Paris: a landmark agreement
Maximum 2° Celsius, better still, just 1.5° Celsius – that was the limit for the increase in the average global temperature agreed by parties to the UNFCCC at the UN Climate Conference in Paris in December 2015. To achieve this ambitious target, the German government approved the German Climate Action Plan 2050 and the Free State of Bavaria approved the Bavarian Climate Action Plan 2050. As a public-sector bank, BayernLB supports these targets at all levels – not least with the reduction of its own greenhouse gas emissions.

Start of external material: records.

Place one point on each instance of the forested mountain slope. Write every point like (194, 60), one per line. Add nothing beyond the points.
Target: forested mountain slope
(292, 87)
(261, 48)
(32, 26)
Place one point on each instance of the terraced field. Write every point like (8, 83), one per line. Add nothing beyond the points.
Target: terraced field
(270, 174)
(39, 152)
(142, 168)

BayernLB 3-pronged climate protection concept: reduce, replace, recompense
BayernLB is pursuing a three-pronged approach to climate protection:
- Reduce resource consumption
The first and most important step is to reduce our consumption of resources. The ways in which we do this include using energy-efficient equipment, upgrading the energy performance of our buildings and informing our employees and raising their awareness.

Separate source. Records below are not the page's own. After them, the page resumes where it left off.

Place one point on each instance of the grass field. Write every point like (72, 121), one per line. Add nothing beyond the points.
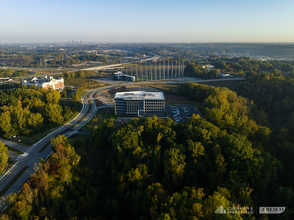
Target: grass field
(4, 190)
(100, 115)
(26, 140)
(14, 150)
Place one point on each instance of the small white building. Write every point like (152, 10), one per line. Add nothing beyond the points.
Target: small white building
(45, 82)
(208, 67)
(223, 74)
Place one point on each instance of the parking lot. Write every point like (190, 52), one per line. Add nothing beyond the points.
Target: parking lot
(180, 113)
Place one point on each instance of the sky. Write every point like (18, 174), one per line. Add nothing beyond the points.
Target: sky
(161, 21)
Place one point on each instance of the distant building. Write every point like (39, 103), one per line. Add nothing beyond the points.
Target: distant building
(209, 66)
(121, 76)
(139, 103)
(223, 74)
(45, 82)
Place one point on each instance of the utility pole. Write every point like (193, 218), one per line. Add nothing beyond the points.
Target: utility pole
(168, 69)
(163, 68)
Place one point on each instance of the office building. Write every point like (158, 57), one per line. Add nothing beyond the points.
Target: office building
(139, 103)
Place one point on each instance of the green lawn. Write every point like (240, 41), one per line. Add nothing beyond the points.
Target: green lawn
(14, 150)
(4, 190)
(100, 115)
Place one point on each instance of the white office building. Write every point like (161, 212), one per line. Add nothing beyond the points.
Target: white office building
(139, 103)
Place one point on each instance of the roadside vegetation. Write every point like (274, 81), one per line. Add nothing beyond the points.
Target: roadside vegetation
(156, 169)
(32, 111)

- Replace CO2-intensive energy sources
As far as possible, BayernLB replaces conventional energy sources used in generating power with forms of renewable energy. Thus, the EMAS-certified premises obtain 100% of their power from hydropower and the head office of BayernLB in Munich’s Brienner Straße has also been generating power by its own photovoltaic systems since 1998.
- Compensate for unavoidable CO2 emissions
BayernLB compensates for the remaining and currently unavoidable CO2 emissions – around 6,000 tonnes per year – by buying and depreciating high-value emissions certificates.

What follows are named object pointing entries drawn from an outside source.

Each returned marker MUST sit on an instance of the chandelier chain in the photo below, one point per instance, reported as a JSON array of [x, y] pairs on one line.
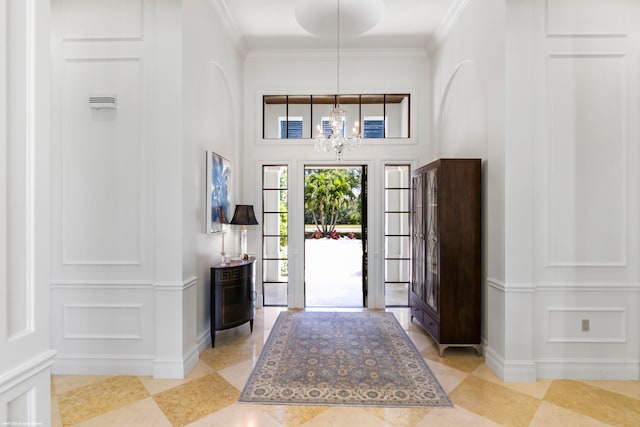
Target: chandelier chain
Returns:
[[338, 55]]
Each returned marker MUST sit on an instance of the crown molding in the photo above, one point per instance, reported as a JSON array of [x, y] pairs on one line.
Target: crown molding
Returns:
[[229, 23], [450, 19], [258, 54]]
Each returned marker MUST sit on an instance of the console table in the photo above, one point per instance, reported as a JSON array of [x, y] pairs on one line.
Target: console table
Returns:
[[232, 295]]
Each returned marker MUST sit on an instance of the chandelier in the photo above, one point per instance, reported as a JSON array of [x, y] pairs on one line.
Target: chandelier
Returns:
[[336, 140]]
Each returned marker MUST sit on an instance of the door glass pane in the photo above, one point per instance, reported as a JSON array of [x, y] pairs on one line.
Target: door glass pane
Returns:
[[397, 238], [275, 235]]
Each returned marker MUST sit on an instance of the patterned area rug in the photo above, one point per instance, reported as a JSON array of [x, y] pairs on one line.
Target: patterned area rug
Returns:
[[345, 358]]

By adopting this 3-pronged approach, work at BayernLB has been climate-neutral at its Munich premises since 2008 and at all other premises in Germany since 2015.
Compensation supports climate protection
By purchasing CO2 certificates, BayernLB is supporting climate protection projects in countries that are particularly affected by climate change. In recent years, this support has included projects to provide rural homes in Rwanda with efficient ovens that use 80 percent less wood and to construct biogas plants in Nepal for the conversion of manure into gas, which could then be used, for example, as fuel for gas cookers.